Big Labor's Endorsement For Obama Is All About Repaying Favors
By John R. Lott, Jr. and Grover G. Norquist
This month the AFL-CIO "enthusiastically" endorsed Obama's re-election bid. No surprise there. No previous president has created anywhere near as large wealth transfers to unions.
Obama's $825 billion stimulus package targeted union jobs. Then there was the $26 billion Public Sector Jobs Bill of 2010. And the Disaster Relief and the Summer Jobs Act of 2010 provided another $24 billion to specifically help teachers, police and firefighters.
The stimulus required Davis-Bacon "prevailing wages and benefits" rules for contracts receiving any stimulus money. These rules typically force companies to pay union wages.
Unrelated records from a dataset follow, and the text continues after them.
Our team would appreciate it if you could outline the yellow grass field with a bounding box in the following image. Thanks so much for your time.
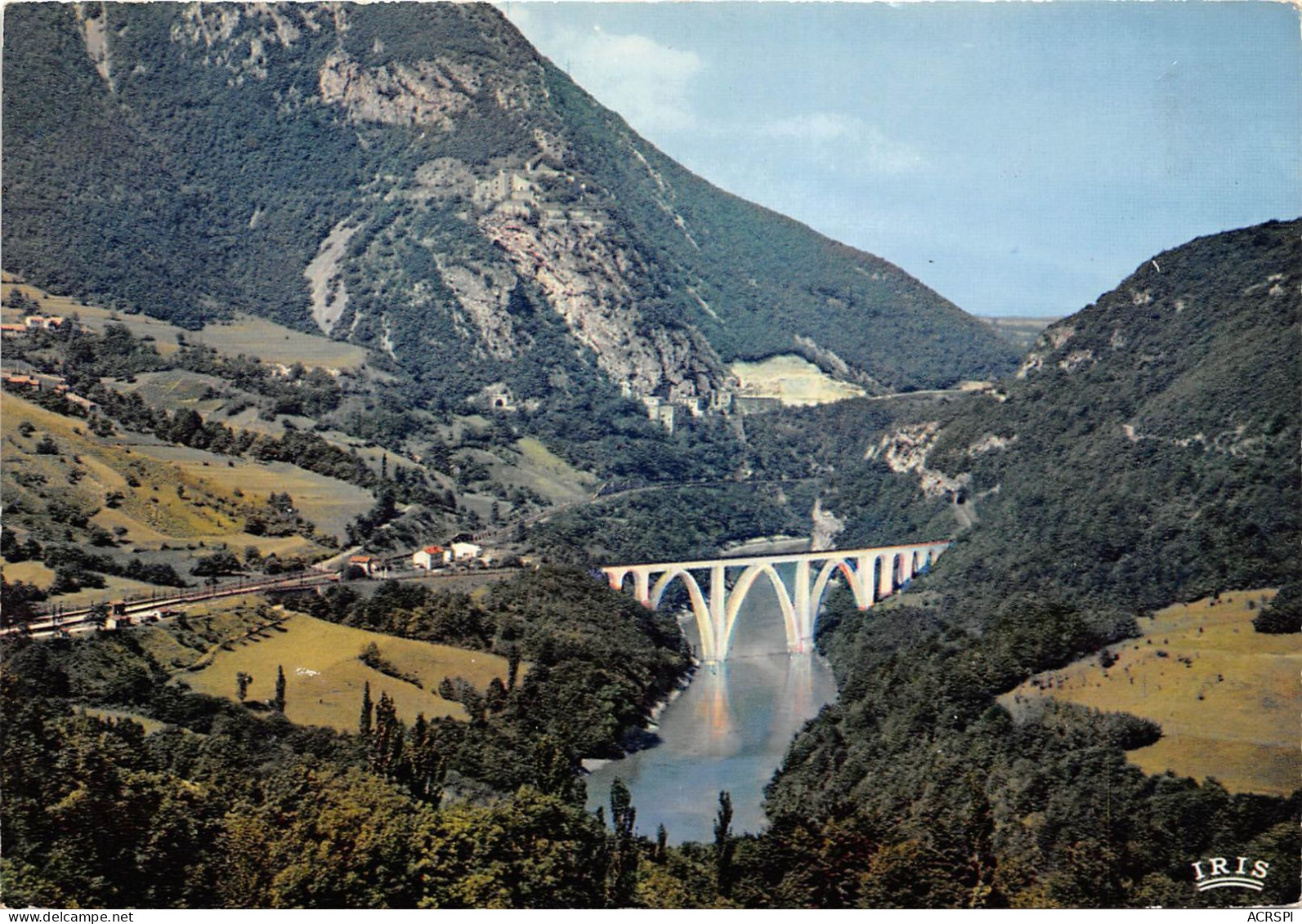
[0,274,367,369]
[0,391,374,556]
[179,613,507,730]
[1001,590,1302,795]
[732,355,865,406]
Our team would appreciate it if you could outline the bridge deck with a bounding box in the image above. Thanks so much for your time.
[602,538,949,571]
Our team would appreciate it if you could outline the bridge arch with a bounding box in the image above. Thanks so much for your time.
[650,568,727,661]
[810,558,872,622]
[602,542,949,661]
[718,562,801,657]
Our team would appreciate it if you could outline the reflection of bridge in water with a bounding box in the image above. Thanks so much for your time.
[602,542,949,661]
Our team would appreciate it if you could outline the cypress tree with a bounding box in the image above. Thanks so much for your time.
[356,681,373,738]
[272,663,285,713]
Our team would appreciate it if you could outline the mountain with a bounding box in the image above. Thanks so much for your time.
[4,4,1014,418]
[764,221,1302,907]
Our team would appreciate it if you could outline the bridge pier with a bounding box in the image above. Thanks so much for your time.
[602,542,949,663]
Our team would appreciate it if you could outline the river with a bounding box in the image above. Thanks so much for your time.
[587,565,836,843]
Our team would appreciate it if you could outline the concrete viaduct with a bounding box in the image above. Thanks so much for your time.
[602,542,949,661]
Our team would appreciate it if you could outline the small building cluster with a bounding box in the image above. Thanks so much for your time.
[0,373,99,414]
[0,315,66,340]
[411,542,487,571]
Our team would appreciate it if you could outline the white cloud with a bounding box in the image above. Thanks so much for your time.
[755,112,923,173]
[505,4,705,136]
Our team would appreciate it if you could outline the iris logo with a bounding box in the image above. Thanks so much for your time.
[1188,856,1271,891]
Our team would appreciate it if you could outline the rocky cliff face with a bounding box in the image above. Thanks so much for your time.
[5,4,1012,413]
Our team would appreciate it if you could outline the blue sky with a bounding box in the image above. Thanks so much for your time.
[500,2,1302,315]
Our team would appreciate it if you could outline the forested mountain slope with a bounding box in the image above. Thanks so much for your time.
[757,221,1302,907]
[4,4,1013,418]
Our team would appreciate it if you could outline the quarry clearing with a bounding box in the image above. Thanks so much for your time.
[1000,590,1302,795]
[732,355,866,408]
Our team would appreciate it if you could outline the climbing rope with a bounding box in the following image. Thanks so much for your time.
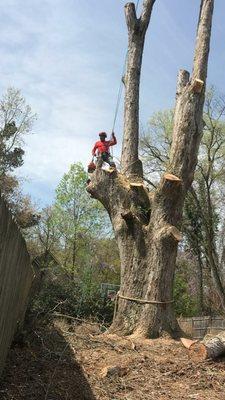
[113,292,174,320]
[111,0,140,156]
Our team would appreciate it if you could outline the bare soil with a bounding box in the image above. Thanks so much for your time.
[0,319,225,400]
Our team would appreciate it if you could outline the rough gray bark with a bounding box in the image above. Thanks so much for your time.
[88,0,214,337]
[121,0,155,177]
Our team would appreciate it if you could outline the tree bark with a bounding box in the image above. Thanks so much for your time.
[88,0,213,337]
[121,0,155,178]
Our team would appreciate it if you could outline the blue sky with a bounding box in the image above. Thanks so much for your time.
[0,0,225,204]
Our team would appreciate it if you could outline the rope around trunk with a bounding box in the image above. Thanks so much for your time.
[113,292,174,320]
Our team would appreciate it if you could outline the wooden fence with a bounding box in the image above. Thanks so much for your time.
[179,316,225,339]
[0,196,34,373]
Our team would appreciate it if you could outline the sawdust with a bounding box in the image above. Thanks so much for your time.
[0,319,225,400]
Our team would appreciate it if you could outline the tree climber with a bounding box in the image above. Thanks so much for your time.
[92,132,117,168]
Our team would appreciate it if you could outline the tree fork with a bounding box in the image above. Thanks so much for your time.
[86,0,214,337]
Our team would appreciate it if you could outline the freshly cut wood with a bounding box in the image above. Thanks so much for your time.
[170,226,183,242]
[180,338,197,349]
[164,174,181,182]
[121,211,133,222]
[181,332,225,362]
[130,182,144,188]
[193,79,204,93]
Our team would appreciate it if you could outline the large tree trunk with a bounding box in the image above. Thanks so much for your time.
[88,0,213,337]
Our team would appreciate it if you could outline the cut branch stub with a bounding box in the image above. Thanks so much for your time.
[169,226,183,242]
[121,210,134,222]
[164,174,181,184]
[192,79,204,93]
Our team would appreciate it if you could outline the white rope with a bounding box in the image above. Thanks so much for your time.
[111,0,140,157]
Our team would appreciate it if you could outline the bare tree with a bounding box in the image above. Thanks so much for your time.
[88,0,214,337]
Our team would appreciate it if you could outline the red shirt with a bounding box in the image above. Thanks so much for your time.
[92,136,117,156]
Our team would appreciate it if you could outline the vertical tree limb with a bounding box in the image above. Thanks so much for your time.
[121,0,155,178]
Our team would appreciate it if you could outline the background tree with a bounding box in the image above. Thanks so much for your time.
[53,163,108,276]
[0,88,39,228]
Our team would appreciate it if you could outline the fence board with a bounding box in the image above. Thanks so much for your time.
[0,196,34,373]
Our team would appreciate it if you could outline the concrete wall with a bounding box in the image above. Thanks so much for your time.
[0,196,34,373]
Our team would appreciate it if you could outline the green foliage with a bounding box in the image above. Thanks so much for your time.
[29,267,114,323]
[173,253,199,317]
[173,273,198,317]
[0,88,36,175]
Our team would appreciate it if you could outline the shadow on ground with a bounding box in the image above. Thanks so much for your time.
[0,326,95,400]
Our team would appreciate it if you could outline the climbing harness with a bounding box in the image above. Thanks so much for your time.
[88,157,96,174]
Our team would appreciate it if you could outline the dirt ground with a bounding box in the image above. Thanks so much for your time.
[0,319,225,400]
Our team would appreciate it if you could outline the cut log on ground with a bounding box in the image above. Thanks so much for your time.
[181,332,225,362]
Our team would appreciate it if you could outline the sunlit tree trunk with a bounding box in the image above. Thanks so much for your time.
[88,0,214,337]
In addition, Obama enacted new executive orders that forced some contractors bidding for government contracts to recognize unions and adopt existing collective bargaining agreements. He even went so far in this process as imposing a "gag" order on what firms were allowed to tell employees about unions and collective bargaining in the event that union organizing efforts were undertaken.
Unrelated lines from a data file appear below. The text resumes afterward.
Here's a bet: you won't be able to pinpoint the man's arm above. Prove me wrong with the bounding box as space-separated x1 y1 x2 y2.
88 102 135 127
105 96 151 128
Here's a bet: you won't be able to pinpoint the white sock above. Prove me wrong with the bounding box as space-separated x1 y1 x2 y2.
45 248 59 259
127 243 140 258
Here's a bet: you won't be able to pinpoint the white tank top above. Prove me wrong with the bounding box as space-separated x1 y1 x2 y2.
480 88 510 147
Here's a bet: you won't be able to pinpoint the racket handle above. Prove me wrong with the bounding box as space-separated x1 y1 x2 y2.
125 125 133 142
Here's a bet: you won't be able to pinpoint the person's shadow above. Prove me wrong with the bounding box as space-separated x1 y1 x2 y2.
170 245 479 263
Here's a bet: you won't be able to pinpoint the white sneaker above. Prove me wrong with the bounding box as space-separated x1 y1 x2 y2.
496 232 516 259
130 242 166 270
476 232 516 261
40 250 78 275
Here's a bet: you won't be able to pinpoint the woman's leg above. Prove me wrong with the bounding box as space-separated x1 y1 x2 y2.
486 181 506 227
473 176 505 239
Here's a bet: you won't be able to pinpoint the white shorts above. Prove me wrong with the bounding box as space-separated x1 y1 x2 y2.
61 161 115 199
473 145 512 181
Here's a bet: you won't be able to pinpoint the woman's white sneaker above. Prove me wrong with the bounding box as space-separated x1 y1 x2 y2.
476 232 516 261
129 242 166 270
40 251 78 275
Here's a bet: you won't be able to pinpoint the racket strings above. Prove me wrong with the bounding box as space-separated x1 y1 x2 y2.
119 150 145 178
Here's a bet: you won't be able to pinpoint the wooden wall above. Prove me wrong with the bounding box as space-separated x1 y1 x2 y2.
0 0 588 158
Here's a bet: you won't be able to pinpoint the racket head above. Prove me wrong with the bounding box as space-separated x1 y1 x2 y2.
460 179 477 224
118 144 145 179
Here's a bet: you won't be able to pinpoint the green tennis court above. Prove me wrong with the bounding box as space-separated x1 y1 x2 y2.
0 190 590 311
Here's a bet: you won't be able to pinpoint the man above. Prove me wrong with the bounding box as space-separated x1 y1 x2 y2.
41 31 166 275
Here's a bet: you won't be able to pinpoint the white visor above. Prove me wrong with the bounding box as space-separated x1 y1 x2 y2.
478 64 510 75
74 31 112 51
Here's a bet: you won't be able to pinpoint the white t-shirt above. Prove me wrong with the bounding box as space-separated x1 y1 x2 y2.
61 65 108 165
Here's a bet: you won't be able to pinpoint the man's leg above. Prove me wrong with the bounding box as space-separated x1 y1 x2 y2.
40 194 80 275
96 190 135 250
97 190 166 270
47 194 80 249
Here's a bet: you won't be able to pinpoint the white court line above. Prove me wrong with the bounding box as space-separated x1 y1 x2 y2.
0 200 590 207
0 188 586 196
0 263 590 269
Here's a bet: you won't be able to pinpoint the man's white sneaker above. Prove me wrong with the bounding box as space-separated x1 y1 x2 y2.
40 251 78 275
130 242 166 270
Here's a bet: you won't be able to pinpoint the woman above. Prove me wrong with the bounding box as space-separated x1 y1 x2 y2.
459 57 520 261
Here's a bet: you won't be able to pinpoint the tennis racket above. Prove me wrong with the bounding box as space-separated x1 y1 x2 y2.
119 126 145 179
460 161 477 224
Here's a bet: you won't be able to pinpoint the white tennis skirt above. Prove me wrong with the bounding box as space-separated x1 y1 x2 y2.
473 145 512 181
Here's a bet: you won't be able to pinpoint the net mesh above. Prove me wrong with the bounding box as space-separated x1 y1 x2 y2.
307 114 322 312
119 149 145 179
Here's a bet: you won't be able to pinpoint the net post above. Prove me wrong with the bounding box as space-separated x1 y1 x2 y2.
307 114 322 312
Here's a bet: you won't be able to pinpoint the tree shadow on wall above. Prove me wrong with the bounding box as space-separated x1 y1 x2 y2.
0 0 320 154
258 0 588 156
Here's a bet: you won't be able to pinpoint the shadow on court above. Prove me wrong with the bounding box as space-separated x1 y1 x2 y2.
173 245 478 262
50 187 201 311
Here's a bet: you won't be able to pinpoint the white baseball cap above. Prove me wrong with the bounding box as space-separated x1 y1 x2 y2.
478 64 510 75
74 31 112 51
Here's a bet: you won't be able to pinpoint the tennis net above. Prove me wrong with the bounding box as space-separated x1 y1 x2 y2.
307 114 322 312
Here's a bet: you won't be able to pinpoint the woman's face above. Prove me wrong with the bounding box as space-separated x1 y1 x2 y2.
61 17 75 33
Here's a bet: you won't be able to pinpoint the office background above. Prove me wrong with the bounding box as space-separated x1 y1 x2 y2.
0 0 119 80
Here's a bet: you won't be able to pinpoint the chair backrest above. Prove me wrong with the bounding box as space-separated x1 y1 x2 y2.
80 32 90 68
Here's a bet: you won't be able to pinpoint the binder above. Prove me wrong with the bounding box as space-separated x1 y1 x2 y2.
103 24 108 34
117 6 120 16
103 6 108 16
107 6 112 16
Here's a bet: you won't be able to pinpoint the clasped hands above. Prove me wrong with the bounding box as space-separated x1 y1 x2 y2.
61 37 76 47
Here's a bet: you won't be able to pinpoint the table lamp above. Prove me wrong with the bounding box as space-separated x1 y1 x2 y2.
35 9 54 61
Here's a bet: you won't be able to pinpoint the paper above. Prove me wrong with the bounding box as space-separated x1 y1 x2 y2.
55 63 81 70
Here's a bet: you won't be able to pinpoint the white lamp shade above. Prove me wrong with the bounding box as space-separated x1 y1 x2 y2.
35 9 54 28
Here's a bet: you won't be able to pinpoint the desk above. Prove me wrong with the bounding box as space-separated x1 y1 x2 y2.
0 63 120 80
According to the Obama administration's recovery.gov, newly released data show that a total of $504 billion of federal contracts, grants and loans to states and territories were awarded between Feb. 17, 2009, and Dec. 31, 2011. The amounts vary a lot across states, with the very lowest at $978 per capita in Virginia and the highest at $2,495 per capita in Alaska. The District of Columbia is the real winner at a whopping $7,603.
Stimulus money didn't go to the states hardest hit by the recession. States with higher bankruptcy, foreclosure and poverty rates as well as lower incomes got significantly less money. And states that had higher unemployment rates received virtually exactly the same amount of money as states with lower rates.
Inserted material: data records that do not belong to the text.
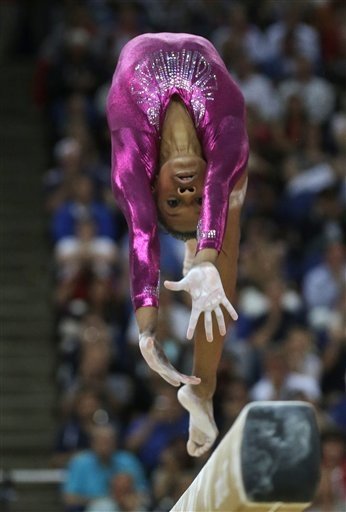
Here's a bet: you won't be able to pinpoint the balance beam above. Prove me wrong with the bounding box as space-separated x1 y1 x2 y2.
171 401 320 512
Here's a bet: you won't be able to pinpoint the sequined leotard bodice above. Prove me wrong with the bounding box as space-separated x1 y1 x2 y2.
107 33 248 309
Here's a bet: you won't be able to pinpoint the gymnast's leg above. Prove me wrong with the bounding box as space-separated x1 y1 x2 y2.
178 172 246 457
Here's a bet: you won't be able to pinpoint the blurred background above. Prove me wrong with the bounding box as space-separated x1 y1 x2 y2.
0 0 346 512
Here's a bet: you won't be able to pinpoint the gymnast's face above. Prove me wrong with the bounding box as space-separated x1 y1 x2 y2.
154 156 206 232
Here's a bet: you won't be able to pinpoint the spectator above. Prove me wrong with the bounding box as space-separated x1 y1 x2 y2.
64 426 148 511
43 137 83 213
86 473 148 512
233 52 280 121
264 1 320 78
284 327 322 381
52 389 103 467
251 347 321 402
125 385 188 472
52 176 114 242
55 217 117 279
303 240 346 319
211 2 266 69
279 55 335 124
309 430 346 512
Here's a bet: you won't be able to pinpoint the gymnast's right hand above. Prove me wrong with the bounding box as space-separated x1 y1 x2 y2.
139 332 201 387
164 262 238 341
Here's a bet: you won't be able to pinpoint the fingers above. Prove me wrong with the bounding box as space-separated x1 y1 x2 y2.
214 306 226 336
163 279 185 292
186 308 201 340
204 311 213 341
222 298 238 321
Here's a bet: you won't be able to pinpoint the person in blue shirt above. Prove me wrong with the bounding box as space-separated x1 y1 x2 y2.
63 425 148 512
51 174 116 242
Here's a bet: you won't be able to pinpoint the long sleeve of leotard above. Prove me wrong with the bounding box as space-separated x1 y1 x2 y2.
111 128 159 309
197 107 249 252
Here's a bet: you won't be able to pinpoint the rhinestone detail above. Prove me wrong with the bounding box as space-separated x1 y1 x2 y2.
197 221 216 242
130 49 218 129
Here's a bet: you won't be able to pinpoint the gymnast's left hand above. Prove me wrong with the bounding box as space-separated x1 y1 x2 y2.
164 262 238 341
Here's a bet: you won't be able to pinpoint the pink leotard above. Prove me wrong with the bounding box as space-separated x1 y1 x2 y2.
107 33 249 309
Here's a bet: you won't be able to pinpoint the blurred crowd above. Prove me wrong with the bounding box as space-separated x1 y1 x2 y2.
10 0 346 512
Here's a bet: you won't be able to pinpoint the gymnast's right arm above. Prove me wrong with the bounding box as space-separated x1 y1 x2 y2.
111 128 159 335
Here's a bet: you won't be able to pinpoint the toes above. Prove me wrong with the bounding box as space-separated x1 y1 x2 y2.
158 372 181 388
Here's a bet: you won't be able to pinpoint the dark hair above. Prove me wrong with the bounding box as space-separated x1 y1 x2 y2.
157 209 197 242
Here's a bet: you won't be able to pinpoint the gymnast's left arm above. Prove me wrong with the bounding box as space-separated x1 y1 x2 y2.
165 102 249 341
But there was one group that significantly benefitted: unions. The top 10 states receiving the most stimulus money got more than 70% more money per person than the 10 states that received the least money. At the same time those states had more than twice the share of their workers represented by unions.
Right-to-work states obtained about $270 less per capita, and each 10-percentage-point reduction in a state's workforce represented by unions saw a $1.6 billion drop in stimulus dollars given the average state.
Of course, there were other benefits provided unions, such as the National Labor Relations Board preventing Boeing from building planes in right-to-work South Carolina and the sweeping new rules adopted in December that speed union elections, creating so-called "ambush" elections, denying companies sufficient time to respond.
There have been the auto bailouts, with GM alone receiving $50 billion in direct funds, another $45 billion in tax breaks that they don't have to pay on future profits, the expropriation of bonds, the Cash for Clunkers program, and other money to help retool production lines and develop new products.